Other than that I wouldn't stress too much about it until you are required by an employer/client to write code in a particular way, in which case you'll probably have to adhere to a whole new set of rules anyway.
Thanks for the reply. I see what you mean, let me explain why I am curious.
I recently started learning how to code under GNU/Linux and it's a very different working environment from Visual Studio.
For instance I would prefer to define everything in headers in VS so that all definitions and declarations are in the same place by taking advantage of the 'collapse (ctrl-m-o)' outlining functionality I could navigate through 4k+ lines of code by navigating essentially a collapsed tree.
With gcc and the command line however I'm more inclined to want many compilation units.
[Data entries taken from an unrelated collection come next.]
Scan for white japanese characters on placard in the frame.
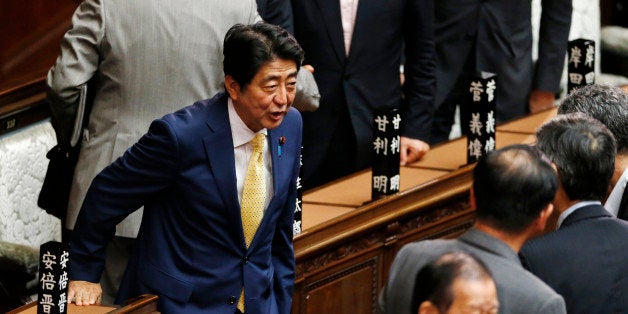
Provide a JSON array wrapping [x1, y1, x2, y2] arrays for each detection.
[[293, 151, 303, 237], [466, 77, 496, 163], [469, 81, 484, 102], [569, 46, 582, 68], [38, 243, 69, 314], [585, 45, 594, 68], [567, 39, 595, 93], [372, 112, 401, 197]]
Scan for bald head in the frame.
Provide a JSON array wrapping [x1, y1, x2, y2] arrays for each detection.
[[473, 144, 558, 233], [412, 252, 498, 314]]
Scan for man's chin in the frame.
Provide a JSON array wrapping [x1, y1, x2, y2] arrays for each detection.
[[265, 115, 286, 129]]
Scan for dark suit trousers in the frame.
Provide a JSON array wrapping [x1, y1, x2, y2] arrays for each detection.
[[302, 106, 357, 190], [431, 49, 476, 145]]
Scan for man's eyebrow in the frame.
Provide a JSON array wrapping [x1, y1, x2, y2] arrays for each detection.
[[262, 70, 298, 82]]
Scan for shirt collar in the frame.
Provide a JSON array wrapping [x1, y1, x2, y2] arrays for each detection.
[[604, 168, 628, 216], [557, 200, 602, 229], [228, 97, 267, 148]]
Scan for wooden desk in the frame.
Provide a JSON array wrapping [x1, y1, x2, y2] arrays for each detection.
[[7, 294, 158, 314], [496, 107, 557, 133], [303, 168, 449, 207], [293, 108, 557, 314], [9, 303, 116, 314]]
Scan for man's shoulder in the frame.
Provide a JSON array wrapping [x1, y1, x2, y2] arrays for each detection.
[[390, 239, 459, 273], [154, 93, 227, 136], [492, 261, 565, 313]]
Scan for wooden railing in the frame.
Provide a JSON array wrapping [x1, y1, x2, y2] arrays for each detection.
[[292, 108, 557, 313]]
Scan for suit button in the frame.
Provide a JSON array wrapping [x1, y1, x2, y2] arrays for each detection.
[[228, 296, 237, 304], [243, 256, 249, 264]]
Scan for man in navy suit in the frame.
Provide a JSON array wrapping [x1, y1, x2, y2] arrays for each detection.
[[291, 0, 436, 189], [556, 84, 628, 221], [66, 23, 304, 314], [520, 113, 628, 314]]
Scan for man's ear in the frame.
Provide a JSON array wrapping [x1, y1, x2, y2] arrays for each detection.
[[224, 75, 240, 101], [535, 203, 554, 233], [419, 301, 440, 314]]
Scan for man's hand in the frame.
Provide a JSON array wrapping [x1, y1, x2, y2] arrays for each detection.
[[68, 280, 102, 306], [302, 65, 314, 73], [528, 90, 556, 113], [400, 136, 430, 166]]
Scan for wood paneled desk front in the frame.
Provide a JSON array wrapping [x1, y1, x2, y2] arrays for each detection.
[[293, 108, 557, 313]]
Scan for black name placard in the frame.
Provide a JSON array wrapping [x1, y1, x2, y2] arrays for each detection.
[[466, 72, 497, 164], [567, 39, 595, 94], [372, 109, 401, 199], [37, 241, 69, 314], [294, 149, 303, 236]]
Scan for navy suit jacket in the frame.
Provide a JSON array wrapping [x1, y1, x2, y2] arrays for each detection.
[[69, 92, 302, 314], [292, 0, 435, 173], [520, 204, 628, 314]]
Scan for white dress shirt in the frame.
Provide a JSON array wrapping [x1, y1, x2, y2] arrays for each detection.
[[228, 98, 274, 210], [604, 168, 628, 216], [340, 0, 359, 56]]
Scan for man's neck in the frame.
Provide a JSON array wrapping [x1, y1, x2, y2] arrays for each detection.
[[474, 223, 528, 253]]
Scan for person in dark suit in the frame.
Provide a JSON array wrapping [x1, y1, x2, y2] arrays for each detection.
[[291, 0, 436, 189], [412, 252, 498, 314], [520, 113, 628, 314], [380, 144, 566, 314], [430, 0, 572, 143], [66, 23, 304, 314], [257, 0, 293, 33], [556, 84, 628, 220]]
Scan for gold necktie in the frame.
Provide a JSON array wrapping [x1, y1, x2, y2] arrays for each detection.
[[238, 133, 266, 312]]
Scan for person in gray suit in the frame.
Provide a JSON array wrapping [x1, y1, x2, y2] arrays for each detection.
[[46, 0, 265, 303], [430, 0, 572, 143], [520, 113, 628, 313], [380, 144, 566, 314]]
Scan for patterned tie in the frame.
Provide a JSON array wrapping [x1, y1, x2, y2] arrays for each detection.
[[238, 133, 266, 312]]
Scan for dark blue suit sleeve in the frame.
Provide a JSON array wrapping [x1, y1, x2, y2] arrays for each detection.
[[69, 119, 179, 282], [402, 0, 436, 141]]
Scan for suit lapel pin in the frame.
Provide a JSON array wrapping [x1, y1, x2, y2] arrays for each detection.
[[278, 136, 286, 156]]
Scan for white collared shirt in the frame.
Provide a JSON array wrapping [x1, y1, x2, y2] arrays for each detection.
[[340, 0, 359, 56], [228, 98, 274, 210], [604, 168, 628, 216], [556, 201, 602, 229]]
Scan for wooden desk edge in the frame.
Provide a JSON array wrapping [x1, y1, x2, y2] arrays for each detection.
[[294, 165, 474, 259], [7, 294, 158, 314]]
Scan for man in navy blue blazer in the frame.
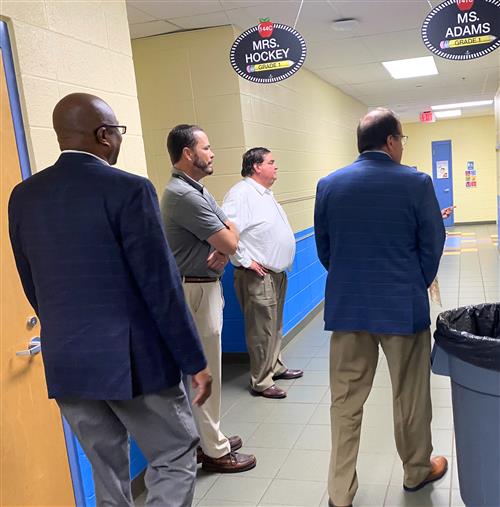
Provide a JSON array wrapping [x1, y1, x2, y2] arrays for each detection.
[[8, 93, 212, 507], [314, 108, 447, 507]]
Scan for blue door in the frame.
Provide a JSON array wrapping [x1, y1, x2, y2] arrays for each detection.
[[432, 140, 454, 227]]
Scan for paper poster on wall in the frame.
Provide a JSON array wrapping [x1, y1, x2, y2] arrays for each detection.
[[437, 160, 449, 179], [465, 160, 477, 188]]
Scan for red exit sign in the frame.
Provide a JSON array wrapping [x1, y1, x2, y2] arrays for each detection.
[[420, 110, 435, 123]]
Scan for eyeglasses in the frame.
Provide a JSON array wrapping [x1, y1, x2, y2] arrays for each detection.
[[94, 124, 127, 135], [393, 134, 408, 145]]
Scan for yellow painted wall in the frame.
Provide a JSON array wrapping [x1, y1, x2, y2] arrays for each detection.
[[239, 68, 366, 232], [133, 25, 366, 232], [403, 116, 496, 223], [0, 0, 146, 176]]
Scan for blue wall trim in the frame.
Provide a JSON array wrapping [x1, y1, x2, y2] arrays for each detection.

As for syntax style I preferred functions or flow control looking like
1 2 3 4 5 6 7 8 9
foo( int arg ){
...
}
if( x == y ){
...
}
for( int i=0; i<max; ++i ){
...
}
I guess things like (x just look icky to me. I'd rather see the paren 'bound' to where it came from, not the helpless little variable 'x'.
Not putting the brace on a newline below the header is probably another result of using VS outlining.
It seems that K&R style is much more prevalent and I now have an impending job interview come up since starting this thread, wouldn't want to make any dreadful mistakes.
The Geosoft guide you linked is mostly useless. The JSF guide is pretty good until it falls in the same trap as Google C++ style guide, restricting the language to ensure compatibility with existing broken C++ code.